Orangutans are literally being wiped out— slaughtered at such an alarming rate that they may not survive in the wild for even a decade. As the palm plantations move deeper into old growth forest, these gentle red apes simply have nowhere left to go. So what happens to them? Adults are killed on sight— beaten, burned, shot, tortured and often eaten by local poachers and palm oil plantation workers. Their babies suffer an altogether different fate. They are captured alive— often torn off their mother's backs— and sold for a few pieces of silver on the black market, where, if they survive, they end up as illegal pets, or at tourist attractions... casualties of a very cruel world.

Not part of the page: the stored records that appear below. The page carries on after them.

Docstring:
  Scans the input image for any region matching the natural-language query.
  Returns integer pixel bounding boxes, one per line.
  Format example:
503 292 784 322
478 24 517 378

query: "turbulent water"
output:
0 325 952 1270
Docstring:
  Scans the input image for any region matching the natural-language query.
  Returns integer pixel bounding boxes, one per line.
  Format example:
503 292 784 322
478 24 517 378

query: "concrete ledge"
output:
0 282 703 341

A few of the lucky ones make it to rehabilitation centers such as Nyaru Menteng, operated by the Borneo Orangutan Survival Foundation and managed by Lone Droscher Nielsen. This Center is now home to around 650 orphaned orangutans — and the number is only increasing. ALL BECAUSE OF PALM OIL...

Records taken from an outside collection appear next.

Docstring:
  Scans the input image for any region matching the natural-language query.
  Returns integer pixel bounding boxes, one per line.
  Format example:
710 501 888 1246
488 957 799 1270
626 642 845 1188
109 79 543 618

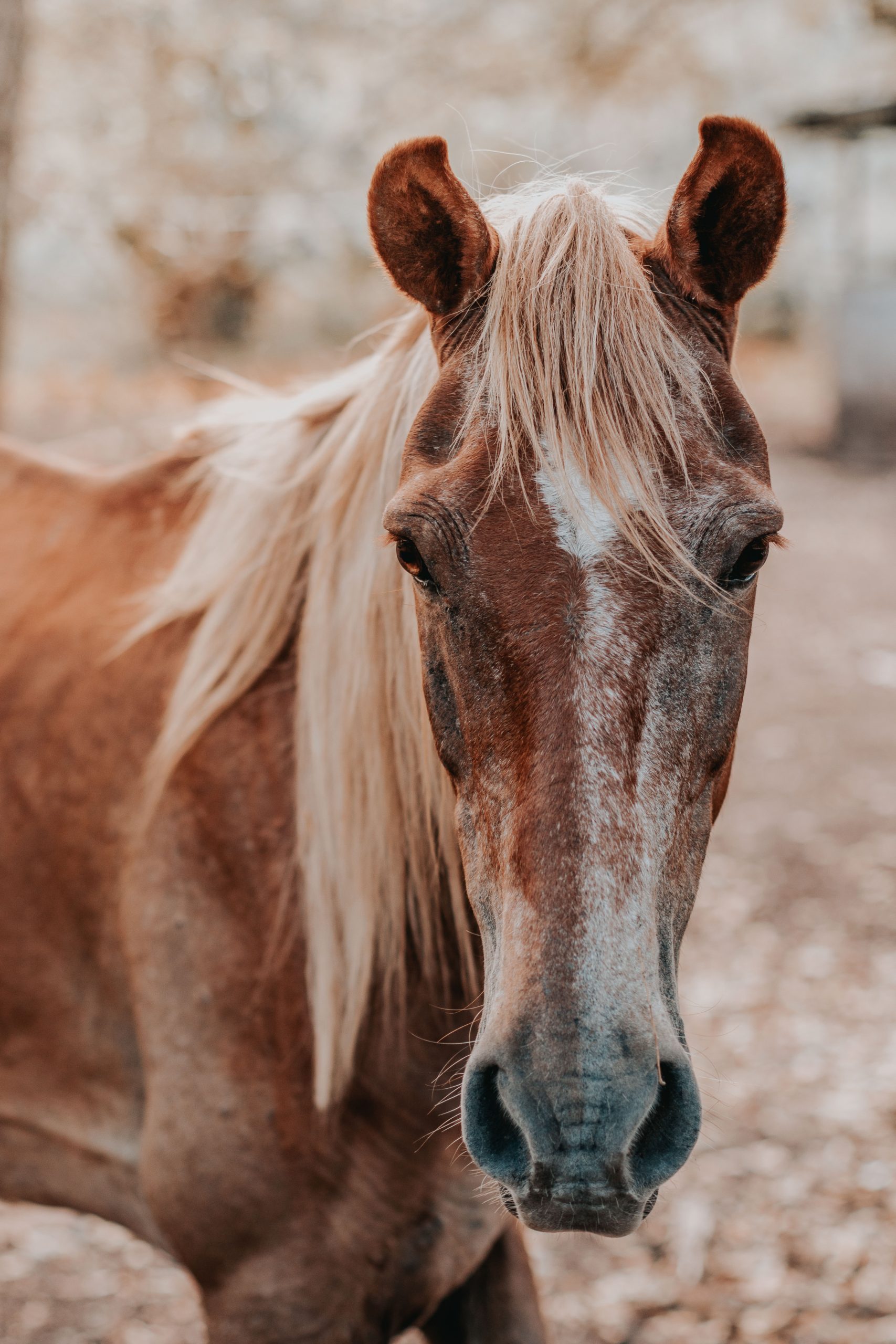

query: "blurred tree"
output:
0 0 26 413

I invite you and your readers to learn more about the plight of wild orangutans at the Orangutan Outreach website: http://redapes.org

Thanks again for a great article...

Richard Zimmerman
Director, Orangutan Outreach
http://redapes.org
Reach out and save the orangutans

Orangutan Outreach is a 501(c)(3) charity.


Julie AbrahamMarch 06, 2009 08:52 EST

Thank you for shining a halogen lamp on a critically endangered and ecologically priceless area. The rapidity of the devastation is mind-numbing. Any suggestions on what a reader can do? Somehow, me refusing a packet of creamer isn't enough. What else shouldn't I be eating? How on earth can we stop this monumental wreckage in the maw of such titanic demand?